Classification (or Categorization) and Symbolization
Basic statistics is one way of understanding bunches of numbers. Another way is to place things in categories, based on some pertinent number associated with each thing. For example, we could categorize (i.e., place into separate groups) the students in a class according to their heights. Put everybody less than 4 feet tall in group A. Those 4 feet or more but less than 4 feet, 3 inches belong in category B. Those who are 4 feet, 3 inches or more but less than 4 feet, 6 inches go in category C, and so on. So here’s the general concept: We have k objects and we place each of them in one, and one only, of n categories, where n is less than (or, in a trivial case, equal to) k. Almost without saying, the first category consists of a set of smallest numbers, the next category consists of the set of next smallest of numbers, and so on.

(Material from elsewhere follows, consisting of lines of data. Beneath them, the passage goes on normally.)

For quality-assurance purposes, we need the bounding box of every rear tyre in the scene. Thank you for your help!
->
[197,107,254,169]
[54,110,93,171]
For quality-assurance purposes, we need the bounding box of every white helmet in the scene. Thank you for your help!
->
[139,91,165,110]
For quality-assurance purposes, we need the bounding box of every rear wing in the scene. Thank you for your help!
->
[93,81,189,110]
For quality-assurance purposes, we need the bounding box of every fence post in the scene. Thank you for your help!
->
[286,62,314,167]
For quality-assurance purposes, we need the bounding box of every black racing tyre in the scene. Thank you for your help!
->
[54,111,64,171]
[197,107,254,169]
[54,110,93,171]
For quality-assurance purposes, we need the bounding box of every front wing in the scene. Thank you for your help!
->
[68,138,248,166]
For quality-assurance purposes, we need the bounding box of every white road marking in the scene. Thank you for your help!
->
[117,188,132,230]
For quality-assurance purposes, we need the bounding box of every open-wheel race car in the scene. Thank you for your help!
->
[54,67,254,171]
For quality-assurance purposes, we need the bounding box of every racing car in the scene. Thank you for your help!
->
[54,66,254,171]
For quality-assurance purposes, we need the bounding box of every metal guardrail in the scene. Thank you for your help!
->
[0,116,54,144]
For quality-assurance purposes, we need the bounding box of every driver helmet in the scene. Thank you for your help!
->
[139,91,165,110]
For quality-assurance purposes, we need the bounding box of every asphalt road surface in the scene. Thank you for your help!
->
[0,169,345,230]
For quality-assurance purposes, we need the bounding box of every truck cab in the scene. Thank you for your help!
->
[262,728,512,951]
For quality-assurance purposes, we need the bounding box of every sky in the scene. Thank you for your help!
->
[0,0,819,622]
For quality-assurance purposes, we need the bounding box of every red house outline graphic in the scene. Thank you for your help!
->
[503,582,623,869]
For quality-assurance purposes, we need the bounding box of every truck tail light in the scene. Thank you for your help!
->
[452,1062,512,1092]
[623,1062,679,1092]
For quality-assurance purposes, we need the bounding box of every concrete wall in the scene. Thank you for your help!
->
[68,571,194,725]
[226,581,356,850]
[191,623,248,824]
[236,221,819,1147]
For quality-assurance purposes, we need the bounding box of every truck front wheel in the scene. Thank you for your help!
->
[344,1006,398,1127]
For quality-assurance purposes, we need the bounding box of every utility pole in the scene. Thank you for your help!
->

Consider another example: Suppose that we had a set of numbers (which I have put in order to make things simpler).
1 1 2 3 3 4 5 7 8 10 10 11 12 15 19 19 22 23 25
That is, we could place all the numbers from low to high, say, in a text string from left to right.
If we wanted three categories we might partition them as follows by assigning obvious breaks between categories:
1 1 2 3 3 4 5 |
7 8 10 10 11 12 15 |
19 19 22 23 25 |
Category 1 |
Category 2 |
Category 3 |
Here the simplicity ends. The goal is to arrange things so that humans can best understand the nature of whatever is being studied. ...